You really have two outcomes if he’s not willing to work on it: he either somehow gets offered a great new job that he’d take, and therefore would likely see much less of Jen due to the new logistics, or he’ll end up retreating further from you and spending more time with her (or anyone he feels he can buddy up to) and then potentially cheating, emotionally and/or physically. I don’t know about you but neither of those sounds like something I’d be super into. I would rather be a single parent and happy than to live with this for the next however many years.

Post # 133
Member
4691 posts
Honey bee
  • Wedding: January 2017

Wow this is crazy. You’re still conflicted after all the evidence is smacking you in the face. Keep doing what you’re doing, I guess. Just don’t be too shocked when you see their relationship escalate further. Especially with summer coming again. Will she be coming over all the time again when you’re at work? Does he wear his Cologne for these at home visits? Come on now. Open your eyes. You don’t want to be “unfair” to him and Jen? How is this fair to you? 

Post # 134
Member
4010 posts
Honey bee
  • Wedding: October 2016

wifeconflicted :  I’ve spent a lot of time reading this thread front to back. And as an outsider a lot of what is happening with your Darling Husband and Jen is a problem.

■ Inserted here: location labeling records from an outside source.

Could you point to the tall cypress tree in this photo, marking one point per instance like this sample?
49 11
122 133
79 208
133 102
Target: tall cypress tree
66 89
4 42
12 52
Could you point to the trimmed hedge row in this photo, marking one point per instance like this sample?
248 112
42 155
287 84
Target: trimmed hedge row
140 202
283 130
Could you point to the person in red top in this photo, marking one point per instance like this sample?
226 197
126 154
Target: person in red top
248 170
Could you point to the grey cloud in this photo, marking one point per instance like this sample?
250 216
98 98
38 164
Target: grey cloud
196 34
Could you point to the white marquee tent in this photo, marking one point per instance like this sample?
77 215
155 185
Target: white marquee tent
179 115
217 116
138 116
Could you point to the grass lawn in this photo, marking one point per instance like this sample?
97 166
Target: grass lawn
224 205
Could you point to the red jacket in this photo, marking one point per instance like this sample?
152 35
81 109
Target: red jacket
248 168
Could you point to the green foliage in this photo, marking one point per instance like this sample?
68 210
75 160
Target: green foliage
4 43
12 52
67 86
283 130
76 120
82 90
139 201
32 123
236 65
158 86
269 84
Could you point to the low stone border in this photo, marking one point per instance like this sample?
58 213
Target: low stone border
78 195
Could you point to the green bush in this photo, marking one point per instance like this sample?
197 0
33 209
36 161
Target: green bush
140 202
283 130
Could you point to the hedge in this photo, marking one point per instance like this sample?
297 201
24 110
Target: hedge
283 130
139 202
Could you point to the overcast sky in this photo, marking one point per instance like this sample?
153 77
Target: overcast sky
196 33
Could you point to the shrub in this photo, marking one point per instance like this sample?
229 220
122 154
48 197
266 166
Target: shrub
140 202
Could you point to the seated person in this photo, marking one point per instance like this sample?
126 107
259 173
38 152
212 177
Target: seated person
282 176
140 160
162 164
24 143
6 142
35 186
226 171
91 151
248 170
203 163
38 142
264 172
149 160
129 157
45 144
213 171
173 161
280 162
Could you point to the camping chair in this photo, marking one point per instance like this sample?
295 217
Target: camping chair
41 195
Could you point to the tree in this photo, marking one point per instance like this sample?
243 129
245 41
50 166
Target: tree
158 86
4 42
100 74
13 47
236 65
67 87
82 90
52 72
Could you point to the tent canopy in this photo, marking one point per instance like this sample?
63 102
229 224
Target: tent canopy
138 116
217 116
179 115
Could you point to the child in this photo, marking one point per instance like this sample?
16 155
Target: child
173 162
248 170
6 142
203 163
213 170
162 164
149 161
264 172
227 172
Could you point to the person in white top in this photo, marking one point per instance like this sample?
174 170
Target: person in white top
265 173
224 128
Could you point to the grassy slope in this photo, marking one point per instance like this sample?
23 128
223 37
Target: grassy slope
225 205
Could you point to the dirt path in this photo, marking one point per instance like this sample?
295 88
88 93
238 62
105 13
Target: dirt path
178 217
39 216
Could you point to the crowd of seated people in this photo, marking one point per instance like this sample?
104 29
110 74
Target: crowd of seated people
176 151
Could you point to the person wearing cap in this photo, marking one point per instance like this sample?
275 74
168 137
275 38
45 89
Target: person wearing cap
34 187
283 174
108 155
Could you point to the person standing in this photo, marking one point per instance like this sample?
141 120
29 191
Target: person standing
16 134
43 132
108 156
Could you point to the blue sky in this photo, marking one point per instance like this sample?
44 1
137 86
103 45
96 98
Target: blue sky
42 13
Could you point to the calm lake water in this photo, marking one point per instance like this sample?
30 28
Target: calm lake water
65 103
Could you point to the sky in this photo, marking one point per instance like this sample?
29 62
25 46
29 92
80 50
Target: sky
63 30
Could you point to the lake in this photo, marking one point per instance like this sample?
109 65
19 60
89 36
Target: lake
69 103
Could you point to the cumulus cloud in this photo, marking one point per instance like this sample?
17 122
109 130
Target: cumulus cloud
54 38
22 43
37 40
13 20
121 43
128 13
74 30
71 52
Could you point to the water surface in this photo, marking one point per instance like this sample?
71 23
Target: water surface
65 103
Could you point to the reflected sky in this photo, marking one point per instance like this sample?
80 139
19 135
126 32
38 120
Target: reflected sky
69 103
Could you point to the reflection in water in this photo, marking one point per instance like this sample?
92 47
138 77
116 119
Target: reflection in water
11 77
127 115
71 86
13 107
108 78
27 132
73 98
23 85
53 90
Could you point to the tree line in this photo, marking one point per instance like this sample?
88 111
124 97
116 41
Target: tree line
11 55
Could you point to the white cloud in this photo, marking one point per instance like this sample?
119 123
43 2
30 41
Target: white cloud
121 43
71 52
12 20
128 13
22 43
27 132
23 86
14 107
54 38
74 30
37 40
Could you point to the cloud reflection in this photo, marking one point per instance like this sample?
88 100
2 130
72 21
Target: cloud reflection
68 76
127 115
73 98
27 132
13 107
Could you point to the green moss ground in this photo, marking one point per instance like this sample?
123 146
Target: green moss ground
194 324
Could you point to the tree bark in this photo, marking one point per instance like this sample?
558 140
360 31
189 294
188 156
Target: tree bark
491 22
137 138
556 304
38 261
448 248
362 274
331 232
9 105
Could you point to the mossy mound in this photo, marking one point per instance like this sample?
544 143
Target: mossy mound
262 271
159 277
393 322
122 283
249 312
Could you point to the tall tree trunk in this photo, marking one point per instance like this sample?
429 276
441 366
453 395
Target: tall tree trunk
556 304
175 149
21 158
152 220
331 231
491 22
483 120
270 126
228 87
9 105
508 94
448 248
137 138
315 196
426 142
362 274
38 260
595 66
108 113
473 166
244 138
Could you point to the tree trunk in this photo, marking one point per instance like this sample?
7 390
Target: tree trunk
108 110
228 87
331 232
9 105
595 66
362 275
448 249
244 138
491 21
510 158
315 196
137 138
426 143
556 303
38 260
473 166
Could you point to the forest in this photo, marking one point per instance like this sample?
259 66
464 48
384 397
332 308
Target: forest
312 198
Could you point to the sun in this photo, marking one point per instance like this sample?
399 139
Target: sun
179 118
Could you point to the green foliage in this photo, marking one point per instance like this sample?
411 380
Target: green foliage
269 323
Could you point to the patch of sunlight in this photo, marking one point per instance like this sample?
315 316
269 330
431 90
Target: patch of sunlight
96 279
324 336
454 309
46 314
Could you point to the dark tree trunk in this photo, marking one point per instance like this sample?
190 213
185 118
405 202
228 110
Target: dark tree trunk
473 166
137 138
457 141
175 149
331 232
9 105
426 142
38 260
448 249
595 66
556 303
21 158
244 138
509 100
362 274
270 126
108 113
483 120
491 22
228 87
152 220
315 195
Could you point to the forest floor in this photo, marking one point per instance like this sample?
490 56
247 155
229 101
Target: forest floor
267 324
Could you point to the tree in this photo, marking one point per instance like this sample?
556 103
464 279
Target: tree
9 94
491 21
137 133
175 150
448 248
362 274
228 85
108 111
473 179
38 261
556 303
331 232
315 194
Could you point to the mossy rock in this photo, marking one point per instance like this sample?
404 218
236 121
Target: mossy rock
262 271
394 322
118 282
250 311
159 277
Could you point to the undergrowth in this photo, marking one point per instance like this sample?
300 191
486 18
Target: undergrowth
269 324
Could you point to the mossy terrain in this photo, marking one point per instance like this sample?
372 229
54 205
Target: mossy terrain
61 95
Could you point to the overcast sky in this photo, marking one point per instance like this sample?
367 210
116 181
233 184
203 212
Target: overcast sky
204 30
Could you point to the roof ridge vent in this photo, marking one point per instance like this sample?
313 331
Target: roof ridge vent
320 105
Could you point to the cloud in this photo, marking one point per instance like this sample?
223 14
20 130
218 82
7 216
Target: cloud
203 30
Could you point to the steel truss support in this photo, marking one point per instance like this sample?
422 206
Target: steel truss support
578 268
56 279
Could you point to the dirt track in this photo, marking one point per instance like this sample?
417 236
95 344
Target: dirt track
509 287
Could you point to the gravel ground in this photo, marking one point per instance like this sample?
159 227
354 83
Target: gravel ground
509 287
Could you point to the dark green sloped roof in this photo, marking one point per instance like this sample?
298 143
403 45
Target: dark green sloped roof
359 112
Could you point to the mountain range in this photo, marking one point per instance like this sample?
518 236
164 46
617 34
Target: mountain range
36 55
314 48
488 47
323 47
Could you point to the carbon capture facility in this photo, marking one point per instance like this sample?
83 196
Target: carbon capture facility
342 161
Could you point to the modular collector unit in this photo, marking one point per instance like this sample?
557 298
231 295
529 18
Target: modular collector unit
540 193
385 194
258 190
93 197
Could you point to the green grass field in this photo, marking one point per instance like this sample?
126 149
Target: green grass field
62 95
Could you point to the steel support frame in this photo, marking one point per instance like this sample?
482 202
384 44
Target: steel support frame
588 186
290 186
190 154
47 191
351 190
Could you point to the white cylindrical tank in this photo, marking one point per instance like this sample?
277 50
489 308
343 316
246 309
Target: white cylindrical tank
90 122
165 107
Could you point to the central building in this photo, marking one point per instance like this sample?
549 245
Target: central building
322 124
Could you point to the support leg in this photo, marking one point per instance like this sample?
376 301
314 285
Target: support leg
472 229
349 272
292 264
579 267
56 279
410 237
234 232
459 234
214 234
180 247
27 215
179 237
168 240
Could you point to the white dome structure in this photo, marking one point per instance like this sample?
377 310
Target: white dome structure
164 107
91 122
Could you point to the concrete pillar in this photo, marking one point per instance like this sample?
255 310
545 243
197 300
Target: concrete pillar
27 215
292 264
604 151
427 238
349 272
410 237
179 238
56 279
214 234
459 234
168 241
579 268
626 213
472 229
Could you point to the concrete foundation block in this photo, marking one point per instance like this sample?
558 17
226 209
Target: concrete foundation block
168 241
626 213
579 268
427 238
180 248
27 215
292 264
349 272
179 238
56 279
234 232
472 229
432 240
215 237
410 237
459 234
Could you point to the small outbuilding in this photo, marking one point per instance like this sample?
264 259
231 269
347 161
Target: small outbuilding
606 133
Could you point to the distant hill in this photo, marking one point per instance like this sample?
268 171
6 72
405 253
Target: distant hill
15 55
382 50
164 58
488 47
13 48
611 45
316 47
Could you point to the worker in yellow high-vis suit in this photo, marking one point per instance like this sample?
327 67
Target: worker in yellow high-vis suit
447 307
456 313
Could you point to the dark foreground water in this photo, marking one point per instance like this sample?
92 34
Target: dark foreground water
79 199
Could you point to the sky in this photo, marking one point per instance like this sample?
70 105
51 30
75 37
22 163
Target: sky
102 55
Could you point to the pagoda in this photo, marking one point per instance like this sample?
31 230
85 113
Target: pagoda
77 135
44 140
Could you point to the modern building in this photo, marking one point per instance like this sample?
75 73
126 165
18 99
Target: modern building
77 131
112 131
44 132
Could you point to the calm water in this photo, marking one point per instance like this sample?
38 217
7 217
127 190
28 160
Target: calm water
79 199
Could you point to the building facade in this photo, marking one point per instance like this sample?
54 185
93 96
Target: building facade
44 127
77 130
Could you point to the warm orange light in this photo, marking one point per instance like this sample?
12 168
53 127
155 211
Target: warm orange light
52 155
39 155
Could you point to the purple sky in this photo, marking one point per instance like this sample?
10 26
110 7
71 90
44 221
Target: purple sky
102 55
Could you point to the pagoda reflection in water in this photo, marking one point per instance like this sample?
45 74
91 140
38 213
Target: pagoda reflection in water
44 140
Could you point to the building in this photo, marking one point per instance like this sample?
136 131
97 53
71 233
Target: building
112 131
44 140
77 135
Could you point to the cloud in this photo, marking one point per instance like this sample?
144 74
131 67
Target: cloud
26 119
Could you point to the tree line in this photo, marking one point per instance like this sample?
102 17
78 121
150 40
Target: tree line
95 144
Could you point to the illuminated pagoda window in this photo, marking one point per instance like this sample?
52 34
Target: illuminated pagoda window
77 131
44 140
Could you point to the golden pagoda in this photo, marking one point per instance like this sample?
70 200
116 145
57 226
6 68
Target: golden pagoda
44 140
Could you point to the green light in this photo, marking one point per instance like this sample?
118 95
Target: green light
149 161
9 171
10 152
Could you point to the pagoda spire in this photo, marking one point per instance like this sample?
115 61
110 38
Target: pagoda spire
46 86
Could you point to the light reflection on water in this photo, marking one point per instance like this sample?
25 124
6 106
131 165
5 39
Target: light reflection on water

And an even bigger problem to me is that you have such intuition that something is off and yet you are stifiling perfectly rational thoughts because you feel sorry for him or you feel like you’re controlling him. Well what about YOU?! What about YOUR FEELINGS????

You have EVERY right to be worried and upset about their relationship and how your marriage has changed since she’s been around (which to me is NOT a coincidence). I think she’s inappropriate with how much she messages your Darling Husband outside of work and your Darling Husband is even worse for writing you off and giving you a guilt trip for you even suggesting that he give you more attention.

And then I read your most recent update, and that just solidified it, HE FORGOT YOUR BIRTHDAY AND INSTEAD PLANNED AN ENTIRE WEEKEND HANGING OUT WITH HER. I hate to be harsh OP but No fucking way. That is a big big problem, your husband has completely checked out of your marriage and you’re absolutely in denial.

I don’t care if I get flack for this…Jen is a man eater. Never in a million years would I act the way she is acting. I would never message another man at all hours of the night, I would never come between a marriage or allow another man to give attention to me in that way. She has to know what they are doing is having consequences and I have no doubt in my mind that her relationship is imploding for the same reason yours is…..

This needs to be nipped in the bud now. I don’t often suggest counseling but this is so bad I think you both really really need it.